Academic Background
- Current: Master's Degree in Big Data (Integrated Student), Chungbuk National University (September 2025 — Present)
- Bachelor's Degree: Computer Science, Royal University of Phnom Penh, Cambodia (2023)
Professional Experience
- 2023 — Mid 2025: IT Instructor, Korean Software HRD Center, Phnom Penh, Cambodia
- Taught software development and DevOps practices
- Current: Researcher at AI Convergence Lab, Chungbuk National University
Research Focus
His work centers on the intersection of computer vision and Large Language Models (LLMs). He is particularly passionate about the synergy between computer vision and LLMs, exploring how these technologies can be integrated to create intelligent systems.
- Computer Vision & LLM Integration: Exploring synergies between visual understanding and language models
- Multimodal AI Solutions: Developing systems that leverage both visual and textual data
- Intelligent Systems: Creating AI systems that can understand and process multiple data modalities
- Robotic Vision: Developing perception systems for autonomous robotic manipulation
Research Publications
Research Projects
Arm Robot for Bin-Picking in Unstructured Environments
Development of an autonomous arm picking robot designed to detect, localize, and grasp objects in cluttered, unstructured environments. The project addresses critical challenges in robotic perception, particularly for transparent and reflective objects under heavy occlusion conditions.
Key Contributions:
- Instance Segmentation Pipeline: Implemented and benchmarked advanced segmentation models including SAM 2 and UOAIS to solve transparency and heavy occlusion challenges. Achieved real-time performance with UOAIS (15 fps) while maintaining accuracy, and tested Mask2Former for enhanced robustness in complex scenarios
- Hardware Integration: Engineered complete integration of Intel RealSense L515 LiDAR camera with the instance segmentation pipeline using a custom Python-SDK wrapper, enabling seamless real-time depth and RGB data acquisition
- 3D Point Cloud Conversion: Developed robust algorithms to convert 2D pixel coordinates and depth data into accurate 3D point cloud coordinates (x, y, z), providing essential spatial information for robotic grasping operations
- Grasp Detection Research: Conducted comprehensive study on Contact-GraspNet approach for 6-DoF (6 Degrees of Freedom) grasp detection, advancing understanding of grasp pose estimation in cluttered environments
Technologies: SAM 2, UOAIS, Mask2Former, Intel RealSense L515, Contact-GraspNet, Python, 3D Point Cloud Processing, Real-time Computer Vision
Technical Expertise
With a strong foundation in software engineering and emerging expertise in AI research, his technical skills span multiple domains from traditional software development to cutting-edge AI technologies.

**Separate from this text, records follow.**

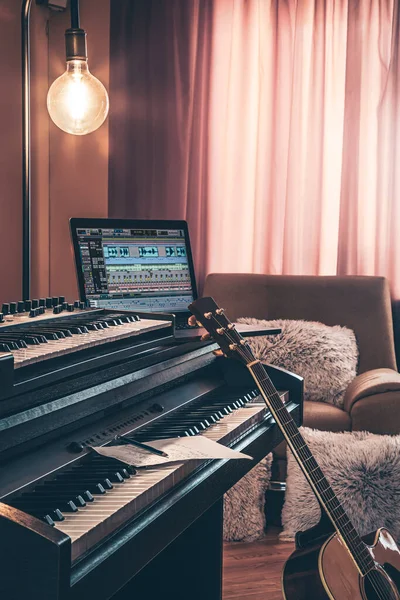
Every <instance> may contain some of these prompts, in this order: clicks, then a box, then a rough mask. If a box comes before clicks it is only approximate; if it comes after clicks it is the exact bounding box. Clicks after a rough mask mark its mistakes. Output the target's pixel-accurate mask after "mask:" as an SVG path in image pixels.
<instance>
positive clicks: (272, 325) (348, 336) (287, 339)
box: [238, 318, 358, 408]
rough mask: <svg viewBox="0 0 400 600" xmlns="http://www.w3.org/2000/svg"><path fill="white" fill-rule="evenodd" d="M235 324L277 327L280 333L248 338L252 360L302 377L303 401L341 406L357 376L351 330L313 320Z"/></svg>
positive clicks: (281, 320) (251, 319)
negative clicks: (280, 331) (277, 333)
mask: <svg viewBox="0 0 400 600" xmlns="http://www.w3.org/2000/svg"><path fill="white" fill-rule="evenodd" d="M238 321H239V322H241V323H249V324H251V325H254V324H260V325H264V326H267V327H280V328H281V329H282V333H280V334H277V335H272V336H260V337H252V338H248V342H249V344H250V346H251V349H252V351H253V353H254V355H255V356H256V358H258V359H260V360H262V361H264V362H267V363H270V364H273V365H276V366H278V367H282V368H284V369H287V370H288V371H292V372H293V373H296V374H297V375H300V376H301V377H303V378H304V399H305V400H312V401H316V402H328V403H331V404H334V405H335V406H338V407H340V408H342V407H343V397H344V393H345V391H346V388H347V386H348V385H349V383H350V382H351V381H352V380H353V379H354V377H355V376H356V375H357V361H358V349H357V343H356V338H355V335H354V332H353V331H352V330H351V329H348V328H347V327H341V326H340V325H335V326H334V327H329V326H328V325H323V324H322V323H317V322H314V321H290V320H274V321H264V320H259V319H253V318H241V319H238Z"/></svg>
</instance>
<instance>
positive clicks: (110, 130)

- Full-Stack Development: Proficient across multiple programming languages and frameworks
- DevOps: Cloud platforms and deployment practices
- Computer Vision: Image processing and visual understanding systems
- Large Language Models: Integration and application of LLMs
- Programming Languages: Multiple languages across different paradigms
Teaching Experience
As an IT Instructor at the Korean Software HRD Center (2023–2025), he gained valuable experience in teaching software development and DevOps practices. This teaching background provides him with the ability to communicate complex technical concepts clearly and mentor junior developers and students.
Career Aspirations
Aims to pursue doctoral studies to further advance contributions to the field of artificial intelligence and its practical applications. His goal is to bridge the gap between theoretical AI research and real-world implementations, creating systems that are both academically rigorous and practically valuable.
Research Philosophy
Believes in creating AI systems that combine strong engineering foundations with innovative research. His approach integrates practical software development skills with cutting-edge AI research, ensuring that solutions are both technically sound and deployable in real-world scenarios.